Ein Wiener in New York
"Ich wollte das Projekt frei von Emotionen und in einem anderen Kontext
präsentieren und zur Diskussion stellen", begründet Peter Noever, warum
ein Wiener Vorhaben in New York vorgestellt wird. Dass die Wahl auf die
für ihren Einsatz von Text bekannte Holzer und den Lichtkünstler Turrell
fiel - "Für das Projekt kamen einige Künstler in Frage." (Noever) - liege
an der Beschaffenheit des sperrigen Baukörpers, dessen "rauhe, abweisende
Ästhetik" erhalten bleiben soll. "Die Dinge sollen nicht dekoriert und
verschönert werden und diese Künstler können mit diesen Substanzen
umgehen."
Text und Licht
Holzers CAT-Projekt ist von Wladimir Tatlins Entwurf für das "Denkmal
der III. Internationale" (1920/21) inspiriert und besteht aus zwei Teilen,
aus Text-Projektionen (mit Xenon-Technik oder/und elektronisch) auf den
Turm und um ihn herum sowie einem Suchlicht. Dieses soll von der Spitze
des rund 90 Meter hohen Mediaturmes strahlen, der an der Südseite in
einigen Metern Abstand neben dem Flakturm geplant ist und dessen Gerüst
Platz für Service- und Bürocontainer bietet.
Skyspace von James Turrell
Turrell hat eine Skyspace Bar für eine der vier Plattformen auf dem
Turm entworfen. Ein vier Meter (im Durchmesser) großes Loch in der Decke
soll den Besuchern einen Blick in den Himmel über Wien bieten und "den
Raum zwischen Himmel und Erde als materialisiertes Farbfeld wahrnehmen"

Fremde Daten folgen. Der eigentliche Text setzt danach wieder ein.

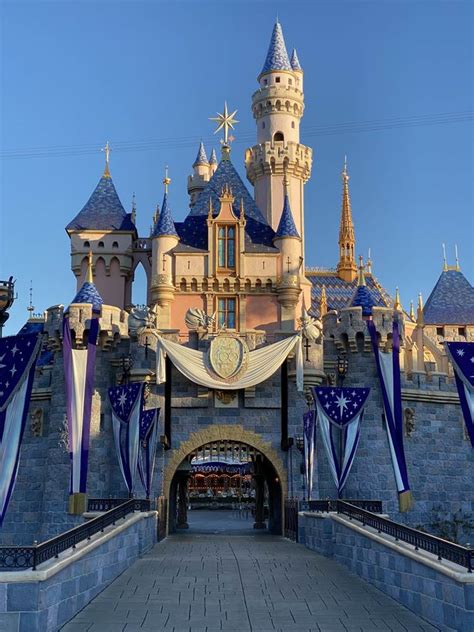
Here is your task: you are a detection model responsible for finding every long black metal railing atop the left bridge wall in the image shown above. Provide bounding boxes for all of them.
[0,498,150,570]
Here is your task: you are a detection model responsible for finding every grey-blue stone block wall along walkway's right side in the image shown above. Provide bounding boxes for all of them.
[299,513,474,632]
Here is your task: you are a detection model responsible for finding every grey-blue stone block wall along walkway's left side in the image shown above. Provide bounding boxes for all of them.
[0,512,157,632]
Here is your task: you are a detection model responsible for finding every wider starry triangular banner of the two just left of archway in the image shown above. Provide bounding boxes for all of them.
[109,382,143,496]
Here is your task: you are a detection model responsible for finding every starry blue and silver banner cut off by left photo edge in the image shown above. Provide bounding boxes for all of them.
[0,334,41,526]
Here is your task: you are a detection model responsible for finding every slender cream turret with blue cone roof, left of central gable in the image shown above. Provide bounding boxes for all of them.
[150,168,179,329]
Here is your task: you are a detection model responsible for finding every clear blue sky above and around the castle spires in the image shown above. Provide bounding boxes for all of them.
[0,0,474,333]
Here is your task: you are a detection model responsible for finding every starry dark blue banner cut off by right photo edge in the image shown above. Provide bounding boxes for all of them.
[445,342,474,448]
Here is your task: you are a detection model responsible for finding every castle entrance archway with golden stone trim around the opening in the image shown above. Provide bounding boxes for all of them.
[164,426,286,535]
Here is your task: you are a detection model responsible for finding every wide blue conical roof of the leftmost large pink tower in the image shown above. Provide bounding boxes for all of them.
[66,174,136,231]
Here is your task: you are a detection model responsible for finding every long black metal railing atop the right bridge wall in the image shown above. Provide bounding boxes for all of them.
[337,500,474,573]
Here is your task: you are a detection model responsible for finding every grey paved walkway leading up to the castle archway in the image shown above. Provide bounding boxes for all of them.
[62,534,436,632]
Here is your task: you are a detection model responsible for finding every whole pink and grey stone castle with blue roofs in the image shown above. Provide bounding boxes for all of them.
[0,22,474,544]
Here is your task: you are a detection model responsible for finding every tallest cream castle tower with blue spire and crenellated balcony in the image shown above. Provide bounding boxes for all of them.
[245,22,312,256]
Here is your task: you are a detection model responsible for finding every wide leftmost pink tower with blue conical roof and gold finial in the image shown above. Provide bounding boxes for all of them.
[66,143,137,309]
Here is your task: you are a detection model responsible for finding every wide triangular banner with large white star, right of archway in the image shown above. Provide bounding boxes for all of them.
[313,386,370,498]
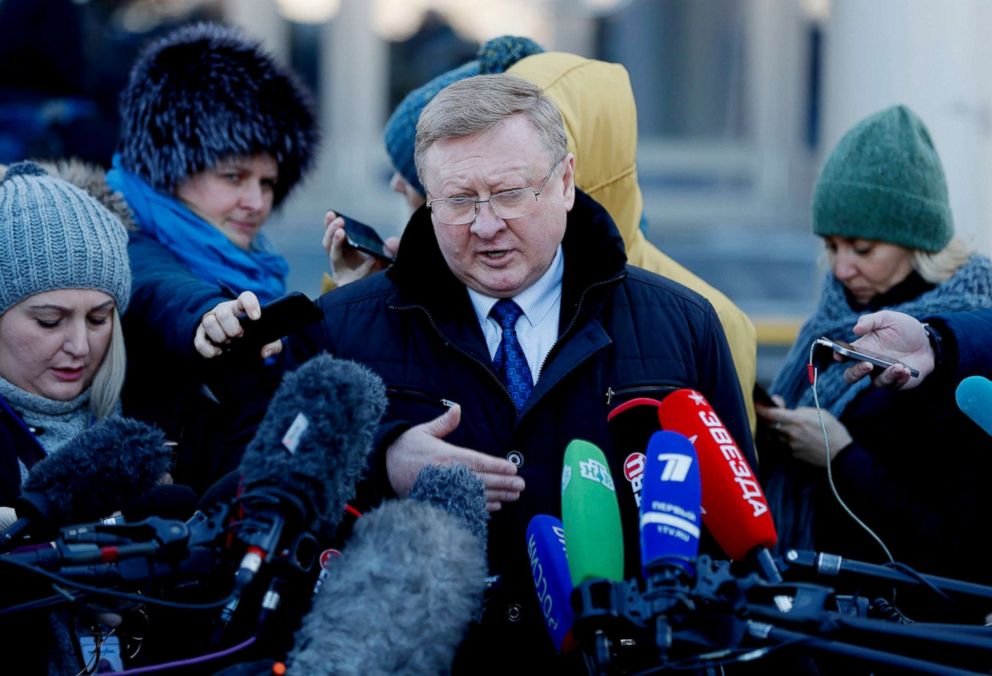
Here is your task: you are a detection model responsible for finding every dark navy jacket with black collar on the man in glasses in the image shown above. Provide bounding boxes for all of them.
[295,192,754,673]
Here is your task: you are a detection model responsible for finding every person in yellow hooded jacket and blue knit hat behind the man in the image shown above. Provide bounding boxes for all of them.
[324,36,757,433]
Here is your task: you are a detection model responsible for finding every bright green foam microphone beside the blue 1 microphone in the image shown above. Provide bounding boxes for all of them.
[561,439,623,586]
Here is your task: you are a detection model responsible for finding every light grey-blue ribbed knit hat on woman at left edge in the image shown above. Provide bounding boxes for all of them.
[0,162,131,314]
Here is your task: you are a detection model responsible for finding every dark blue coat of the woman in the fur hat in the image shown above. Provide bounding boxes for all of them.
[121,232,284,493]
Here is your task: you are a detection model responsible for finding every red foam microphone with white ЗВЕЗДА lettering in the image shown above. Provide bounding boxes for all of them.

lassen. Daneben will Turrell die fensterartigen Öffnungen in den
Außenwänden mit blauen Lichtarbeiten füllen. Auch der Durchgang zur
Landstraßer Hauptstraße soll in blauem Licht erstrahlen. Beide
Interventionen werden nur in der Nacht sichtbar sein.
Kunst und Kommerz
Das CAT-Projekt sieht die Nutzung der ersten drei Ebenen für
kommerzielle Zwecke vor - etwa Kunstmessen, Clubbings, Performances und
Konzerte. Die Stockwerke drei bis acht - mit Raumhöhen zwischen 2,5 und 6
Meter - sind reserviert für das CAT-Programm. In die turmartigen
Plattformen auf dem Dach sollen neben Turrells Skyspace Bar zwei
Restaurants und ein Café einziehen.
"Kein neues Museum"
"Die Idee von CAT ist nicht, ein Museum zu wiederholen, was bei den
meisten Museumsneubauten nicht gelungen ist", betont Noever. Es sei darum
gegangen, "einen bestehenden Ort mit all seinen Konnotationen zu
transformieren". Diese Umwandlung von etwas Negativem könne nur Kunst
leisten. "Nur Kunst kann negative Stimmung mit positiven Energien
besetzen", meint Peter Noever.
Vom Provisorium zum CAT?
Entwickelt hat sich das CAT-Projekt aus einem Provisorium. Das MAK
adaptierte zwei der insgesamt neun Geschoße als Depot für seine
Gegenwartskunstsammlung. Seit 1995 sind Teile aus dieser Kollektion auf
einer Etage (1.400 Quadratmeter) an jedem ersten Donnerstag im Monat sowie
am Nationalfeiertag öffentlich zugänglich.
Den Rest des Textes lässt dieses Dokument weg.